His half-truth was that they would know (become intimately acquainted with) evil.

Fallen (6–7)

If the wording in Genesis 3:6 sounds familiar to Christians, it should. The temptations faced in the Garden are echoed throughout Scripture. David faced them in 2 Samuel 11, and Jesus faced them in the wilderness. First John describes love for the world as including the lust of the eyes, the lust of the flesh and pride (2:16). Eve was deceived with these in Genesis 3:6, David surrendered to them in his relationship with Bathsheba and Jesus withstood these temptations in Matthew 4 (and parallel passages).

Adam willingly ate of the forbidden fruit. His act was outright disobedience to the expressed will of God, and it invited judgment. Adam’s sin broke the world. It fractured his fellowship with God, his understanding of himself, his relationship with Eve (and later, with his children) and his relationship with the world he was supposed to steward.

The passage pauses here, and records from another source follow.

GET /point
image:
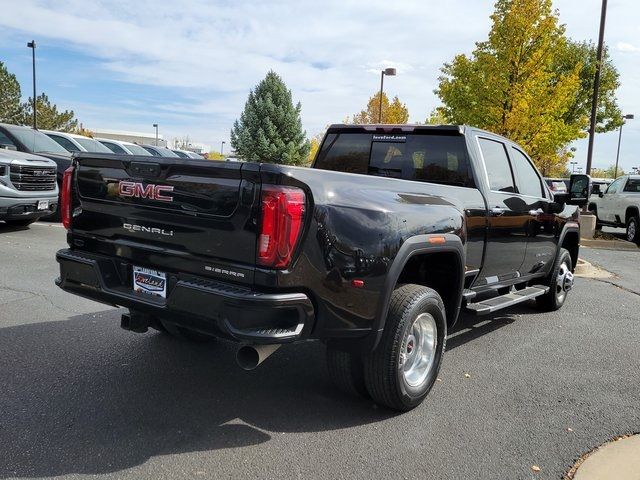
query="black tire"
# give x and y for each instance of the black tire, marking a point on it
(346, 371)
(20, 223)
(557, 294)
(184, 334)
(633, 230)
(385, 377)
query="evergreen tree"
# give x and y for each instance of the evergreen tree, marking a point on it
(11, 110)
(49, 118)
(270, 128)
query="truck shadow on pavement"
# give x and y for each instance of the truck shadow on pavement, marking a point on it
(83, 396)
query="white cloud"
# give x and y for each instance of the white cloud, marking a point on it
(207, 54)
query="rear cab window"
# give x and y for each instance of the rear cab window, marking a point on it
(419, 156)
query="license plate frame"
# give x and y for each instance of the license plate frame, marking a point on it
(149, 281)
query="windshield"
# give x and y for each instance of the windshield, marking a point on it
(137, 149)
(632, 186)
(35, 141)
(92, 145)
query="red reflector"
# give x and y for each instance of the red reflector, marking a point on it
(65, 198)
(282, 219)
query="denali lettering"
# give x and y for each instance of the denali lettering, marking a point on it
(141, 228)
(139, 190)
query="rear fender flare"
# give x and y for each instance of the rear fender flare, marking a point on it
(417, 245)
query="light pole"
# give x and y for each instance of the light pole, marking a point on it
(389, 72)
(32, 46)
(596, 86)
(624, 117)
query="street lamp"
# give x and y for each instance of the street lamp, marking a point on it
(389, 72)
(32, 46)
(624, 117)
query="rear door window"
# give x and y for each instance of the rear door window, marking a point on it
(497, 165)
(65, 143)
(527, 178)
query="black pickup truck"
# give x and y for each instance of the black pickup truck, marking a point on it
(374, 250)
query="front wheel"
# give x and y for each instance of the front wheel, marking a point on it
(559, 281)
(633, 230)
(401, 371)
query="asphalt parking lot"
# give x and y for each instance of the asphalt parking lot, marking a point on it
(79, 396)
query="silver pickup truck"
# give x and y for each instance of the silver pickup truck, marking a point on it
(28, 188)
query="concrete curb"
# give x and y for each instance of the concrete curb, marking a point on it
(608, 244)
(587, 270)
(616, 460)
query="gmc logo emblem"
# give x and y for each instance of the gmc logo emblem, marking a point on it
(139, 190)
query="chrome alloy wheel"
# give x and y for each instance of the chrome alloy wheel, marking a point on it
(564, 282)
(418, 352)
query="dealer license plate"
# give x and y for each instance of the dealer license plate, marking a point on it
(149, 281)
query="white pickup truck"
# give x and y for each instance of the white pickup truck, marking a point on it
(619, 206)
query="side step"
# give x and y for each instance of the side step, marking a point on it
(503, 301)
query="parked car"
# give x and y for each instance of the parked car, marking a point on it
(123, 148)
(619, 206)
(28, 140)
(187, 154)
(28, 188)
(159, 151)
(374, 250)
(599, 185)
(76, 143)
(557, 185)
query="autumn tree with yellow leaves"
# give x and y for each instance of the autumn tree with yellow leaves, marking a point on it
(394, 112)
(527, 81)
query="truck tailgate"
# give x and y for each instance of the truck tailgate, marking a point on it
(203, 212)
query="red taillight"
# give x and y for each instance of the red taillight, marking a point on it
(282, 219)
(65, 198)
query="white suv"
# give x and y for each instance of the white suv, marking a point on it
(76, 143)
(619, 206)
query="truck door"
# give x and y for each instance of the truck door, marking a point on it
(508, 216)
(607, 206)
(541, 239)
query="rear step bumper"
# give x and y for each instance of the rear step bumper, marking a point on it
(197, 303)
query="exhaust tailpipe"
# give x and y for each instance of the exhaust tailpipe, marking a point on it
(250, 356)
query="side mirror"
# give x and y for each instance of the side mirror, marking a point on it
(579, 188)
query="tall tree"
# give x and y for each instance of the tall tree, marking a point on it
(49, 118)
(525, 82)
(270, 128)
(11, 110)
(392, 112)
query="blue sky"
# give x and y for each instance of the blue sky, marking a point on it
(189, 64)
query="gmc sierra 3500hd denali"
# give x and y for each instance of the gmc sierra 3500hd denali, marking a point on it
(374, 250)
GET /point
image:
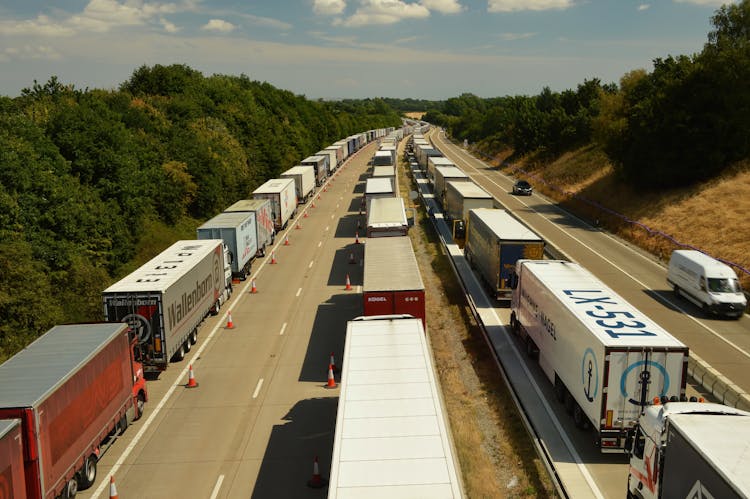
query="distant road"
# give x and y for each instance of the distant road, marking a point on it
(639, 277)
(261, 412)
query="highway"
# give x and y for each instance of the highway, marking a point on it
(261, 412)
(638, 277)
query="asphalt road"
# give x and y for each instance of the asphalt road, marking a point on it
(640, 279)
(261, 412)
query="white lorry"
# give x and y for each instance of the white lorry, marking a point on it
(690, 449)
(240, 236)
(304, 181)
(165, 300)
(283, 196)
(605, 359)
(707, 282)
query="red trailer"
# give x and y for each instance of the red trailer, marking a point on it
(75, 389)
(392, 281)
(12, 482)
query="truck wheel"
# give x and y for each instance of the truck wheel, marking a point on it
(560, 390)
(579, 418)
(570, 402)
(87, 475)
(140, 404)
(71, 489)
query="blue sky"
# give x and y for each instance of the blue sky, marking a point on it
(431, 49)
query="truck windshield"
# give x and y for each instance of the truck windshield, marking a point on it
(720, 285)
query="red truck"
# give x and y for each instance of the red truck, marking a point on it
(392, 281)
(74, 390)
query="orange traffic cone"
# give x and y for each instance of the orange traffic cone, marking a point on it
(333, 363)
(112, 488)
(316, 482)
(191, 378)
(331, 382)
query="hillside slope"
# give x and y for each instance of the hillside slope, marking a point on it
(712, 217)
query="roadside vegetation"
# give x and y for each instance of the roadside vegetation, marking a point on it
(662, 158)
(95, 182)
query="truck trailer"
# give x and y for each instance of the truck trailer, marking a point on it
(387, 217)
(264, 226)
(392, 282)
(12, 477)
(320, 163)
(166, 299)
(494, 242)
(238, 231)
(304, 181)
(690, 449)
(74, 389)
(283, 196)
(605, 359)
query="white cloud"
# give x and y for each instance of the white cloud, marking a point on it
(520, 5)
(704, 3)
(219, 25)
(168, 26)
(384, 12)
(444, 6)
(41, 26)
(329, 7)
(515, 36)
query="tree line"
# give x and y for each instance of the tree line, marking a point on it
(684, 122)
(94, 182)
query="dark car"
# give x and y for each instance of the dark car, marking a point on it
(523, 188)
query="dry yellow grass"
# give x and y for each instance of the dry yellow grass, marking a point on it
(712, 217)
(496, 455)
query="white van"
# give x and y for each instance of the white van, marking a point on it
(706, 282)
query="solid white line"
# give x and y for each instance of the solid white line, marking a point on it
(626, 273)
(257, 388)
(217, 487)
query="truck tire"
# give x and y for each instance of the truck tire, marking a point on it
(71, 489)
(87, 475)
(580, 419)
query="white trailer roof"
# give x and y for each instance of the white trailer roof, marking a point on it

God’s judgment on sin may come immediately, or it may result in intermediate consequences, but ultimately it leads to death. “When sin is fully grown, it gives birth to death” (James 1:15).

Grace Found (21–24)

In the intervening passages, God asks questions and then He issues sentences. When God asks questions, it is not because He is uninformed. Instead, God offers opportunities for the guilty to confess their crimes and plead for His mercy. Adam, where are you? Eve, what have you done? God was not unaware.

Life gets hard when we disobey God. Adam, your labor is going to get wearisome, and you will be accountable to Me. Eve, your labor will be painful, and you will be accountable to your husband. Ground, you will produce twisted and painful vegetation. Serpent, your seed will be defeated by her Seed.

Fig leaves could not cover their sin, and they will not cover ours. It took animals dying to clothe Adam and Eve. It took the Lamb of God being crucified and rising from the dead to conquer sin and death for everyone who believes.